Introduction: The extensor digiti quinty (EDQ) opponensplasty, although previously described, is not widely used by hand surgeons. This tendon transfer was used selectively in cases of combined median-ulnar nerve palsies at our center over the last 4 years, with the primary goal to preserve the extensor indices proprius (EIP) for pinch plasty. We present our technique and the series of 8 patients that underwent EDQ opponensplasty here. Materials and Methods: A retrospective chart review identified patients with combined median-ulnar nerve palsies that underwent EDQ opponensplasty between 2015 and 2019 at our institution by a single surgeon.

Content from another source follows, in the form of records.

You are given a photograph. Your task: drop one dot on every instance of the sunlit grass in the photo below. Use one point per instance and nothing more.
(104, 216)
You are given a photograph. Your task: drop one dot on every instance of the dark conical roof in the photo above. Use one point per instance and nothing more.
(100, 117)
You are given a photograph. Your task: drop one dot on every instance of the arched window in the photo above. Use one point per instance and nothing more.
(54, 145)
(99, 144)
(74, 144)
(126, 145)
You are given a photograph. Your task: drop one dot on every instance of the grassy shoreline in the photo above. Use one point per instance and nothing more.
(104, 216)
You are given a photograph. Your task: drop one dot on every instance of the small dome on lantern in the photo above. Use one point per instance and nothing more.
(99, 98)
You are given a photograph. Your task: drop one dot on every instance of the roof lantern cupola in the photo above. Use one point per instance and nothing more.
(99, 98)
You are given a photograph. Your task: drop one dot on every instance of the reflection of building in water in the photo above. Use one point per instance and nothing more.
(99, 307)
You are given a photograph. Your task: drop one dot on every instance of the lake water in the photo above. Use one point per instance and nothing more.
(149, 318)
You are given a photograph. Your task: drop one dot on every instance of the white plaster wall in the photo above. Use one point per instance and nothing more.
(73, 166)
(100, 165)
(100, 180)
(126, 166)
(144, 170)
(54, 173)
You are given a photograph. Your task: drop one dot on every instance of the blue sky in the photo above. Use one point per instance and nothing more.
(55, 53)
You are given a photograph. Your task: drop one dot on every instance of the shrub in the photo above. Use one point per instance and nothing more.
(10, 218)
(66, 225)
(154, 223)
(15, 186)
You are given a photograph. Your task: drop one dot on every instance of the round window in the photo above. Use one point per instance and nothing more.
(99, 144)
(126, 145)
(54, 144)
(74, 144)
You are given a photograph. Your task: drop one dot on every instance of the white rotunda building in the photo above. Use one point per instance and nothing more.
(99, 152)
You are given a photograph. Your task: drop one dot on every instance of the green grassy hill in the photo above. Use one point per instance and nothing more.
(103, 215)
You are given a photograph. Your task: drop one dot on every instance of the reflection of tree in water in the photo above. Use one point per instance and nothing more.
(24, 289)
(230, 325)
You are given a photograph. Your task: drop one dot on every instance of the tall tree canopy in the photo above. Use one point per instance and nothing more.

Primary outcome measures collected were pinch, grip, disabilities of the arm, shoulder, and hand (DASH) scores, thumb position, palmar abduction angle, and thumb span. Secondary outcomes included donor site morbidity and complications. Results: Eight patients (9 hands) ages 21 to 53 underwent EDQ opponensplasty, with an average follow-up of 8 months. Postoperative pinch and grip on the affected side improved from preoperative values. All 9 transfers were functional with the thumb positioned in the palmar plane of the hand. Palmar abduction ranged from 45 to 70 degrees. Motor reeducation was achieved without any difficulty in all patients. No patients had evidence of donor site morbidity. Discussion: The EDQ opponensplasty is satisfactory in achieving thumb opposition in the setting of combined median-ulnar neuropathy, without evidence of donor site morbidity. The EDQ is expendable, has adequate length, an optimal line of pull, minimal donor site morbidity, and leaves the extensor indices proprius available for pinch plasty.